Exhibit 5.11
[Husch Blackwell LLP letterhead]
February 27, 2025
Entergy Texas, Inc.
2107 Research Forest Drive
The Woodlands, Texas 77380
Ladies and Gentlemen:
We have acted as local Texas counsel for Entergy Texas, Inc., a Texas corporation (the “Company”), in connection with the Registration Statement on Form S-3 (File No. 333-266624-02) (the “Registration Statement”), relating to, among other things, the offer and sale of $500,000,000 in aggregate principal amount of the Company’s First Mortgage Bonds, 5.25% Series due April 15, 2035 (the “Bonds”). The Bonds have been issued pursuant to the Company’s Indenture, Deed of Trust and Security Agreement, dated as of October 1, 2008, between the Company and The Bank of New York Mellon, as trustee, (the “Trustee”) (the Indenture, Deed of Trust and Security Agreement, as amended and supplemented, including by the officer’s certificate dated as of February 24, 2025 establishing the terms of the Bonds, being hereinafter referred to as the “Mortgage”).

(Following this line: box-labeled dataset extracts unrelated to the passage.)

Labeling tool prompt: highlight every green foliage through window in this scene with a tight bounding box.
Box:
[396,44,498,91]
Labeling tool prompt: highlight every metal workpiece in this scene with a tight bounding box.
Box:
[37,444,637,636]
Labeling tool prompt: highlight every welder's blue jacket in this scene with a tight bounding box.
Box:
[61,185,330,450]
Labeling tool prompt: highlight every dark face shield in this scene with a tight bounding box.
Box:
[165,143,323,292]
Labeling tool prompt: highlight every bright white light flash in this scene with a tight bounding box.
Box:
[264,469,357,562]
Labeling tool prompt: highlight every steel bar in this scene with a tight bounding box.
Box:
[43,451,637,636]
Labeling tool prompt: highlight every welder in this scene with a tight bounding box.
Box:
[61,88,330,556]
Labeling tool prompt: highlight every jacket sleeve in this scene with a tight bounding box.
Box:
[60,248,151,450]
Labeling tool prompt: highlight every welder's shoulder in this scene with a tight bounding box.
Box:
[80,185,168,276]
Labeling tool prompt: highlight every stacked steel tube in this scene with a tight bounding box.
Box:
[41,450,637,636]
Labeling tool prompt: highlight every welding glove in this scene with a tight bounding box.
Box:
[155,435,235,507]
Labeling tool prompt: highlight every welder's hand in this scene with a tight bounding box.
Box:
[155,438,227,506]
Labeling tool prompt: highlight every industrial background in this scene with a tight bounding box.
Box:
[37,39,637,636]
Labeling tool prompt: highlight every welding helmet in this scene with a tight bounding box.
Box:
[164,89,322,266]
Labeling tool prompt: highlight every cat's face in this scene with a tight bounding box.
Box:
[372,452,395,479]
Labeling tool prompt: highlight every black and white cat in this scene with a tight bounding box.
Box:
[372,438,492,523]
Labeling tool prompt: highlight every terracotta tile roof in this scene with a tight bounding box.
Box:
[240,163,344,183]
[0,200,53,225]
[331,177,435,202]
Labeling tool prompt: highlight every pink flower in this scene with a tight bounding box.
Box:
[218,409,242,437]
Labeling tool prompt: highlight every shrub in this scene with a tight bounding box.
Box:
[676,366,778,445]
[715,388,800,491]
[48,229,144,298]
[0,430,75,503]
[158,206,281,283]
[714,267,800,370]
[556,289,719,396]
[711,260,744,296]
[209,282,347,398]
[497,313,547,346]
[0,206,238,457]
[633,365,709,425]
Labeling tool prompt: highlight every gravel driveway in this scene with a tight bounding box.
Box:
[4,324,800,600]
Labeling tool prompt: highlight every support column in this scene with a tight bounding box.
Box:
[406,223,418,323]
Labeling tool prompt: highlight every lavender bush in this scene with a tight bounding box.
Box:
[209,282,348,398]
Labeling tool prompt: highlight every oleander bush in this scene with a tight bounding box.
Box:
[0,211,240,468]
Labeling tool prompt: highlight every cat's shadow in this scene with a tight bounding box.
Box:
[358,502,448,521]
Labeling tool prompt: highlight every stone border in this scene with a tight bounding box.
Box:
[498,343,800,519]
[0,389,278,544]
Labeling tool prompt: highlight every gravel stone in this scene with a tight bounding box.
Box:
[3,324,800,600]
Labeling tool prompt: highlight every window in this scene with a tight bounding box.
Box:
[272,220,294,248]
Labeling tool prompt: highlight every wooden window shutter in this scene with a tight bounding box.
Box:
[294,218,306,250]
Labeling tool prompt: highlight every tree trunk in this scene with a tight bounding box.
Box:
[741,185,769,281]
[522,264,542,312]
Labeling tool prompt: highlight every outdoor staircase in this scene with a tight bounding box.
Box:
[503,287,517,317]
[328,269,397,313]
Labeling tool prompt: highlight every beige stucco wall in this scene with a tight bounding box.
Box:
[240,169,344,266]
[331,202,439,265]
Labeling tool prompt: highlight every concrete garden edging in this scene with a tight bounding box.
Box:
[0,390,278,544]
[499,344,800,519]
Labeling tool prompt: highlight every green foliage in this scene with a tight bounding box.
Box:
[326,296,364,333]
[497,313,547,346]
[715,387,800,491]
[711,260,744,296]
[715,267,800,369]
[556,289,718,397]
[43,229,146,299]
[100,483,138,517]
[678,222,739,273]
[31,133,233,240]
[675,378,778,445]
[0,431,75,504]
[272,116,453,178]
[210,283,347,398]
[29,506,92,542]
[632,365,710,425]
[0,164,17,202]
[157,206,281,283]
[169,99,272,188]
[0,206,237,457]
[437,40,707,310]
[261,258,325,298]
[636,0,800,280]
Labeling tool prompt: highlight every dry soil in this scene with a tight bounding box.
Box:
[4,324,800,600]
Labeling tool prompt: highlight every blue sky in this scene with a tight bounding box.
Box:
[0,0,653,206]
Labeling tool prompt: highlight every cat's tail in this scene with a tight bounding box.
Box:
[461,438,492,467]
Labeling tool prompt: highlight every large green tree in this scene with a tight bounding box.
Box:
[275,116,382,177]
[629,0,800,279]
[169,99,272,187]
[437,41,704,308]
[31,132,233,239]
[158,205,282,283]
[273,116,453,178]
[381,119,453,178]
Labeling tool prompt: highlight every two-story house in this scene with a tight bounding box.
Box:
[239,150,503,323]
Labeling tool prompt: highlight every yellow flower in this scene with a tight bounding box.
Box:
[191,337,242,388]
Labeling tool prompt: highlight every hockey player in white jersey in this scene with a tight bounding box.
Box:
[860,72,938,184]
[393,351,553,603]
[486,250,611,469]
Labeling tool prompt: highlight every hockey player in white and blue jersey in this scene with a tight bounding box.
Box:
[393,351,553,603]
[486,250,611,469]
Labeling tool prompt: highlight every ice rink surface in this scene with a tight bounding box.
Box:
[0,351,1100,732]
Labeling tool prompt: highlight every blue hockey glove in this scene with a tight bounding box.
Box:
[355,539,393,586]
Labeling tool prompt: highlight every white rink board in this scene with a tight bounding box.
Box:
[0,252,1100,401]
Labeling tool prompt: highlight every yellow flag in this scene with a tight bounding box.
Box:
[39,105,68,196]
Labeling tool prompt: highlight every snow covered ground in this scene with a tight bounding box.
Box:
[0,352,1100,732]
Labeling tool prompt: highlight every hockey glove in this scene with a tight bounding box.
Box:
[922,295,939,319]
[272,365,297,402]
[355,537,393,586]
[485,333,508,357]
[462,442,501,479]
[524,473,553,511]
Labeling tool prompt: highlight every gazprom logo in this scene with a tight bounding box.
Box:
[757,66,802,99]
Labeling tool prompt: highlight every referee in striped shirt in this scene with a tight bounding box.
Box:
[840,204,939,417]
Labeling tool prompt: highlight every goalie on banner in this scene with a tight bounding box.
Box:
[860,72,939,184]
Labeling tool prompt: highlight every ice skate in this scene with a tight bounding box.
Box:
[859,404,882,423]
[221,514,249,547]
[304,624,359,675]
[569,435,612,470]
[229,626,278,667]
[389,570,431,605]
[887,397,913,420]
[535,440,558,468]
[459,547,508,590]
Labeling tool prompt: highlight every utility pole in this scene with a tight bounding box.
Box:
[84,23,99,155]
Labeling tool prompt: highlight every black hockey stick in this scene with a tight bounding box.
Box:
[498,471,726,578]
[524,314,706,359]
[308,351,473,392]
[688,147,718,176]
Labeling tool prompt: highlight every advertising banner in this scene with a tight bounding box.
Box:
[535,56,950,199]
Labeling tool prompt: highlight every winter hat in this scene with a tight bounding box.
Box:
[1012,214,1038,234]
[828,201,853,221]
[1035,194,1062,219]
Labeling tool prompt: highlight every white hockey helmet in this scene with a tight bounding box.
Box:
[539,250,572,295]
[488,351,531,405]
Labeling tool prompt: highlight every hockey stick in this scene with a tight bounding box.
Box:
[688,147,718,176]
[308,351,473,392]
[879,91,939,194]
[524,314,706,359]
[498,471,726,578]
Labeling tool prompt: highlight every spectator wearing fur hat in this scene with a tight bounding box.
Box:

We, as your special Texas counsel, have examined the Registration Statement and the Mortgage, which has been filed with the Securities and Exchange Commission as an exhibit to the Registration Statement. As to questions of fact material to the opinions expressed herein, we have relied upon representations and certifications of officers of the Company and appropriate public officials without independent verification of such matters except as otherwise described herein. We have also examined originals or copies, certified or otherwise identified to our satisfaction, of such documents, corporate records, certificates of public officials, and other instruments as we have deemed necessary for the purposes of rendering this opinion. In such examination, we have assumed the genuineness of all signatures, the authenticity of all documents submitted to us as originals, and the conformity to the originals of the documents submitted to us as certified, facsimile or electronic copies and the authenticity of the originals of such latter documents. We have not examined the Bonds, except a specimen thereof, and we have relied upon a certificate of the Trustee as to the authentication and delivery thereof.
Subject to the qualifications hereinafter expressed, we are of the following opinion:
The Bonds are binding obligations of the Company, subject to (i) applicable bankruptcy, insolvency, usury, fraudulent conveyance, receivership, fraudulent transfer, preference, moratorium, reorganization or other similar laws affecting enforcement of mortgagees’ and other creditors’ rights and by general equitable principles (whether considered in a proceeding in equity or at law), including the possible unavailability of specific performance or injunctive relief, and (ii) concepts of materiality, reasonableness, good faith and fair dealing and the discretion of the court before which any proceeding therefor may be brought.